In 1944 during World War II, not ten years after graduating at the top of his class in architecture at Michigan, Raoul Wallenberg was sent from neutral Sweden on a diplomatic mission to save the lives of the last surviving Jews in Budapest. Just 31 years old, Wallenberg organized and overfilled an elaborate system of safe-houses, placing as many of Budapest’s Jews as possible under the diplomatic protection of Sweden. He recruited a network to fabricate and distribute official-looking Swedish Protective Visas to those being deported to death camps, ignoring warning shots from SS guards to shove life-saving papers through the windows of transports and into the hands of frantic families. Wallenberg evaded arrest and death at the hands of the Nazis and their Hungarian auxiliaries. He bluffed, bribed, and cajoled, and in six months rescued 100,000 lives.

Summoned by Soviet authorities after the Germans had been driven from the city, Wallenberg went to arrange food, supplies and protection for the people he had saved. But he disappeared into the labyrinth of the Soviet prison camps and was rewarded with an anonymous death that remains a mystery to this day.

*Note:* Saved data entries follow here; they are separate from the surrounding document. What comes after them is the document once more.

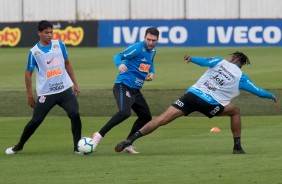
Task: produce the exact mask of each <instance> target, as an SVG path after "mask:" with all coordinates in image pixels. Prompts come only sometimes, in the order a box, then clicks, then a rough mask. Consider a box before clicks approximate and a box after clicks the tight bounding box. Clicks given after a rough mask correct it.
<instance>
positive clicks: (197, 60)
mask: <svg viewBox="0 0 282 184" xmlns="http://www.w3.org/2000/svg"><path fill="white" fill-rule="evenodd" d="M222 60H223V59H222V58H220V57H212V58H203V57H193V56H191V57H190V61H191V62H192V63H195V64H197V65H199V66H207V67H210V68H212V67H214V66H215V65H216V64H217V63H219V62H220V61H222Z"/></svg>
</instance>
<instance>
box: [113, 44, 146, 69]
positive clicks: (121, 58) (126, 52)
mask: <svg viewBox="0 0 282 184" xmlns="http://www.w3.org/2000/svg"><path fill="white" fill-rule="evenodd" d="M140 51H141V49H140V48H139V47H138V45H137V44H132V45H130V46H129V47H128V48H127V49H125V50H124V51H123V52H121V53H118V54H116V55H115V56H114V63H115V65H116V67H119V65H120V64H122V61H123V60H126V59H130V58H134V57H135V56H137V55H139V54H140Z"/></svg>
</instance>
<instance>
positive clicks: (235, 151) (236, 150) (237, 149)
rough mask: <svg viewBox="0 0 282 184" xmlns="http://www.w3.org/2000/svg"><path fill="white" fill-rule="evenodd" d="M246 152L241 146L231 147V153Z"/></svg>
mask: <svg viewBox="0 0 282 184" xmlns="http://www.w3.org/2000/svg"><path fill="white" fill-rule="evenodd" d="M245 153H246V152H245V151H244V150H243V148H241V147H240V148H233V154H245Z"/></svg>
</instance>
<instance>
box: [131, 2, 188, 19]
mask: <svg viewBox="0 0 282 184" xmlns="http://www.w3.org/2000/svg"><path fill="white" fill-rule="evenodd" d="M184 2H185V0H131V19H183V18H184V9H185V7H184Z"/></svg>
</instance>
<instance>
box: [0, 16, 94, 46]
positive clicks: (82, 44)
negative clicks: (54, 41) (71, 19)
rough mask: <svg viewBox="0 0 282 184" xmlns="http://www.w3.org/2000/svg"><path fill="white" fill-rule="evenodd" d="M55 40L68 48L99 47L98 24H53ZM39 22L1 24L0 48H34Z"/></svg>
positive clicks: (52, 24)
mask: <svg viewBox="0 0 282 184" xmlns="http://www.w3.org/2000/svg"><path fill="white" fill-rule="evenodd" d="M51 23H52V25H53V28H54V29H53V39H58V40H62V41H63V42H64V43H65V44H66V45H67V46H74V47H77V46H79V47H84V46H86V47H91V46H92V47H94V46H97V37H98V36H97V22H96V21H83V22H82V21H81V22H51ZM37 24H38V22H25V23H0V46H2V47H32V46H33V45H35V44H36V43H37V42H38V41H39V37H38V34H37Z"/></svg>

The University of Michigan was the point of departure for Raoul Wallenberg’s adult life. He came to Ann Arbor in 1931, the scion of one of Sweden’s pre-eminent families that included Lutheran bishops, industrialists, bankers, diplomats, and philanthropists. Wallenberg lived in boarding houses on Haven, Hill and Madison. He had daily breakfast in the Union. He sat in Michigan Stadium to watch football and canoed on the Huron. He attended concerts at Hill Auditorium and rode his bike everywhere. He was a talented artist with a gift for languages. During his summers Wallenberg hitchhiked across the U.S. and undertook an adventurous drive to Mexico City. His many friends admired his quick intelligence, ingenuity, and fearless self-assurance, and prized his good spirits, lack of pretension, and unfailing interest in those around him. These qualities proved their worth in Budapest.

Raoul Wallenberg is a world hero. The second person (after Winston Churchill) to receive Honorary U.S. Citizenship from Congress, he also is an honorary citizen of Canada, Hungary and Israel, where his memory is preserved at Yad Vashem as one of the Righteous Among Nations. Memorials and statues have been raised in countries around the world—that in Gothenburg, Sweden bears his photo as a Michigan freshman. Countless parks, streets, and schools are named in his honor.